Patto meanwhile said that in the Malaysian parliament, Philippines and Cambodia are always mentioned as examples of countries in the Asean region that abolished the death penalty.
“These are the two nations which we should be looking up to move forward to abolish death penalty,” Patto said.
She expressed hopes that the Philippines would not renege on its abolition of the death penalty, and would continue to be in that “moral high position” in the fight against capital punishment.
Patto said in Malaysia, death penalty is being imposed on the commoners who are convicted for crimes such as drug trafficking and use, while there are no members of the royalty or relatives of ministers who are charged with these offenses.
“I think this shakes the social fabric in our country. It’s rare that you see the son or daughter of a minister, or son or daughter of royalty, being charged with trafficking drugs… But you’ll see a contractor, common laborer, bus driver, being convicted for crimes like these,” Patto said.
Patto said the reimposition of the death penalty in the Philippines would have an adverse effect on the moves in Malaysia to abolish capital punishment.
“If, God forbid, the Philippines decides to (restore) death penalty, it would have an adverse effect on Malaysia which has a one foot here, one foot there… If we want to abolish death penalty, how are we going about it if we’re looking at examples like Cambodia and Philippines?” Patto said.
“It would generally change the political situation. It would generally change the social fabric of the region,” she added.
Lawmakers in the Philippine Congress expressed hope that the country would learn from the experience of its Asean neighbors.
Albay Rep. Edcel Lagman said the Philippines will lose face in the Asean region if it takes back its abolition of the death penalty.
“The Philippines will lose its preeminent leadership in the region if we backtrack and reimpose the death penalty,” Lagman said.
Lagman said “punitive justice is not justice,” adding that he never asked for the death of those behind his enforced disappearance of his brother Hermon Lagman, a human rights lawyer and desaparecido during the martial law regime, as well as the assassination of his brother and known communist leader Filemon or “Popoy” at the UP campus in 2001.
“We don’t want death to the perpetrators of this heinous crime… It’s not true that the death penalty would give justie to the victims of heinous crimes,” Lagman said.
Akbayan Rep. Tom Villarin said if the Philippines rescind the United Nations International Covenant on Civil and Political Rights (ICCPR), it would be the first country to renege on its treaty obligations against the reimposition of death penalty.
The ICCPR under the Second Optional Protocol states that “Each State Party shall take all necessary measures to abolish the death penalty within its jurisdiction.”

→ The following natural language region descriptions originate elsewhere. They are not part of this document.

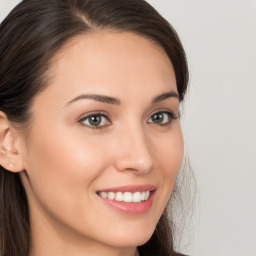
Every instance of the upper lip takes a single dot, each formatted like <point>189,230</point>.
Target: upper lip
<point>130,188</point>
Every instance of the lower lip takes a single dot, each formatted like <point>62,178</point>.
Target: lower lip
<point>132,208</point>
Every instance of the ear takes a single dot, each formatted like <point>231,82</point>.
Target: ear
<point>10,146</point>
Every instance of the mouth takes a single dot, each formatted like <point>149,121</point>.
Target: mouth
<point>129,199</point>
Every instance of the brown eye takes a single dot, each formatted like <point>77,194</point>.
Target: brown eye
<point>162,118</point>
<point>158,117</point>
<point>95,121</point>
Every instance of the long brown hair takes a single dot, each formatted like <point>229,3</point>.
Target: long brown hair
<point>30,36</point>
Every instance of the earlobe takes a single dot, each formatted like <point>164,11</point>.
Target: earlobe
<point>10,155</point>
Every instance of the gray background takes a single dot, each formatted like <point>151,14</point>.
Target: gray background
<point>219,123</point>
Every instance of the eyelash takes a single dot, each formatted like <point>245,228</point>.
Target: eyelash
<point>170,114</point>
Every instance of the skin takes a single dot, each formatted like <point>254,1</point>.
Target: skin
<point>67,162</point>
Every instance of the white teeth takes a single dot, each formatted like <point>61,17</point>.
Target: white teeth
<point>137,197</point>
<point>119,197</point>
<point>111,195</point>
<point>143,195</point>
<point>147,195</point>
<point>104,194</point>
<point>126,197</point>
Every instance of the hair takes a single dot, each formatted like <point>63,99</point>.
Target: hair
<point>30,37</point>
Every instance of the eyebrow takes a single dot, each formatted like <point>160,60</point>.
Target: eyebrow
<point>115,101</point>
<point>97,97</point>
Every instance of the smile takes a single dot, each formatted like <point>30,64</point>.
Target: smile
<point>127,197</point>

“If, God forbid, the Philippines renege on that commitment… we’ll be the first country reneging on our international commitment on the right to life. That would be so abhorrent, it would lose face in the international community of nations,” Villarin said.

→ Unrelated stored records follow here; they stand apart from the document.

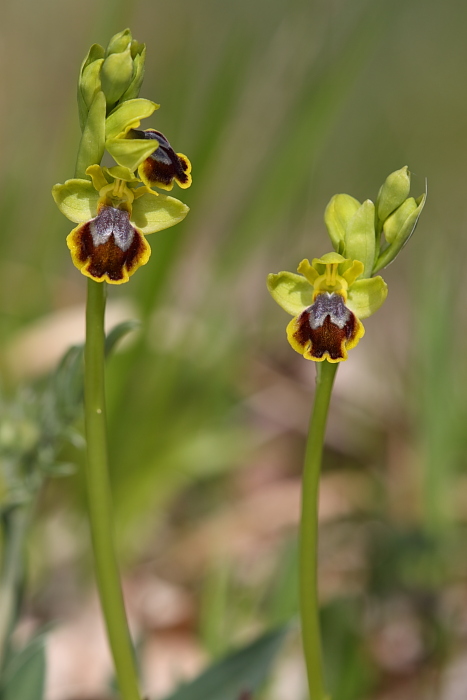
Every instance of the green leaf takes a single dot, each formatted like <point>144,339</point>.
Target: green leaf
<point>24,677</point>
<point>244,671</point>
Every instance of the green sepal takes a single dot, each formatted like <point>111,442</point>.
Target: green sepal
<point>152,212</point>
<point>393,193</point>
<point>396,221</point>
<point>92,144</point>
<point>138,74</point>
<point>339,211</point>
<point>116,75</point>
<point>329,259</point>
<point>130,153</point>
<point>292,292</point>
<point>119,42</point>
<point>366,296</point>
<point>360,242</point>
<point>95,53</point>
<point>128,116</point>
<point>77,200</point>
<point>118,172</point>
<point>406,230</point>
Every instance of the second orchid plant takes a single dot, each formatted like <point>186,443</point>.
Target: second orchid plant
<point>115,208</point>
<point>328,300</point>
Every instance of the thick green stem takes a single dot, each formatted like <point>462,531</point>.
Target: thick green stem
<point>16,522</point>
<point>309,603</point>
<point>99,496</point>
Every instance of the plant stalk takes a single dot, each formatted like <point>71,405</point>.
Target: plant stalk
<point>308,549</point>
<point>99,496</point>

Senator Risa Hontiveros said the opposition was able to muster a simple majority or 13 of 24 members against the death penalty.
She said death penalty is not an effective deterrent to crime, adding that government should instead look at the roots of criminality and reform the criminal justice system.
“The real deterrent is not simple retribution, not simple vengeance. It is to get to the roots of criminality, especially the economic and social roots that breed crimes,” Hontiveros said.
The bill seeking to restore death penalty is under plenary debates in the House of Representatives, where lawmakers are more amenable to passing it because death as a punishment is no longer mandatory, giving leeway to the judge or justice to impose life imprisonment.
The reimposition however faces rough sailing in the Senate, where senators centered on the country’s treaty obligations against the death penalty.
The bill seeks to impose death penalty on more than 20 heinous offenses, such as rape with homicide, kidnapping for ransom, and arson with death.
According to the original version of the bill, the following are punishable by death under the Revised Penal Code – treason, qualified piracy, qualified bribery, parricide, murder, infanticide, rape, kidnapping and serious illegal detention, robbery with homicide, rape, intentional mutilation or arson, and destructive arson.
Plunder is also punishable with reclusion perpetua to death according to the Republic Act 7080 or the plunder law as amended by Republic Act 7659. But some lawmakers however believe plunder should not be punishable with death under the bill.
The following offenses under the Comprehensive Dangerous Drugs Act are also punishable with death – importation; sale, trading, administration, dispensation, delivery, distribution and transportation; maintenance of a den, dive or resort; manufacture; possession of certain quantities of dangerous drugs; cultivation; unlawful prescription; misappropriation or failure to account confiscated, seized or surrendered dangerous drugs; and planting of evidence.
Carnapping is also a criminal offense punishable with death under the Anti-Carnapping Act or Republic Act 6539.